Interruption stop latency
How quickly the agent stops speaking after the user starts mid-response. Critical for natural turn-taking.
Tool-call accuracy
Fraction of turns where the agent called the expected tool with arguments that match the script's expect.args block.
Hallucinations
Count of tool calls the agent made when none was expected, plus optional LLM-graded fact violations against a known-good knowledge base.
CLI command builder
Tune the knobs below to assemble a voxarena invocation you can paste into a shell or a CI job.
Custom adapter
VoxArena adapters are thin wrappers around Pipecat services.

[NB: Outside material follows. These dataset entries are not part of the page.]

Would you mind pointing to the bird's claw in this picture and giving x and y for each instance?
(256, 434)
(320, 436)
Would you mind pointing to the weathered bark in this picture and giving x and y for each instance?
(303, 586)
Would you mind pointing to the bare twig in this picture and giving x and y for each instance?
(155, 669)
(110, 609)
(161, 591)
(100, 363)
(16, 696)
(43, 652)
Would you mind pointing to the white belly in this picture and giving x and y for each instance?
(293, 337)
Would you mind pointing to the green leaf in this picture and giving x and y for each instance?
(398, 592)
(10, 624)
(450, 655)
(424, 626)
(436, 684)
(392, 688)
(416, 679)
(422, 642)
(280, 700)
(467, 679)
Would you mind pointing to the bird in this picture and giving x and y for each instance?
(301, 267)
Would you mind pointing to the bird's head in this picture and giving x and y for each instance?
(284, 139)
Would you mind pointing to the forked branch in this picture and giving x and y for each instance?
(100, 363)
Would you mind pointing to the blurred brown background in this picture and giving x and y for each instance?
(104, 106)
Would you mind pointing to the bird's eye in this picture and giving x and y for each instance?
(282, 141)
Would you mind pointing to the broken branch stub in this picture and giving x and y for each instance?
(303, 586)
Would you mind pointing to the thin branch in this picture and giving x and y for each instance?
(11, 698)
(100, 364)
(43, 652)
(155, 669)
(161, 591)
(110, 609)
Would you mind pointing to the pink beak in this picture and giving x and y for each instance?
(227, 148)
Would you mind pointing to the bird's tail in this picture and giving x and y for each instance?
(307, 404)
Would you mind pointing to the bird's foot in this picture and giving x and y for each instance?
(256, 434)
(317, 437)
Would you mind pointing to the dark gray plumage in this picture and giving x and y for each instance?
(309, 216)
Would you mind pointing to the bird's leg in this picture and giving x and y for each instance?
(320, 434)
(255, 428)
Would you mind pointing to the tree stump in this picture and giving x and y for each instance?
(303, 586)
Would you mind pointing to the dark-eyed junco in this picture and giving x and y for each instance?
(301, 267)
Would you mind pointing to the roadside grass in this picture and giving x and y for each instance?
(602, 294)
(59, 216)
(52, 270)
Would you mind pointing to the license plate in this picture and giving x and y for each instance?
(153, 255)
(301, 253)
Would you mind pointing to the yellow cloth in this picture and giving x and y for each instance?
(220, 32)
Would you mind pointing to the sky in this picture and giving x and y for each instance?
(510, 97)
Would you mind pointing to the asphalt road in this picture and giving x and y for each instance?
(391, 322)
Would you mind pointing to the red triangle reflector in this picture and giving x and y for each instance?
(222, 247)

To
register a new provider — say a local LLM or a private endpoint — implement
BaseProviderAdapter, return a configured Pipecat service, and register the
class under a name.
voxarena/providers/my_provider.py
from voxarena.providers.base import BaseProviderAdapter
from voxarena.providers import register_adapter
class MyProviderAdapter(BaseProviderAdapter):
def get_llm_service(self):
return MyPipecatLLMService(
api_key=self.api_key,
model=self.config.model,
tools=self.agent.tool_schemas,
)
register_adapter("my-provider", MyProviderAdapter, api_key_env="MY_PROVIDER_API_KEY")
Once registered, your provider is selectable everywhere — control panel dropdown, CLI
--provider my-provider, and compare --providers gemini,openai,my-provider.
voxarena/providers/gemini.py and voxarena/providers/openai.py
are each ~40 lines — they are the best blueprint for a third.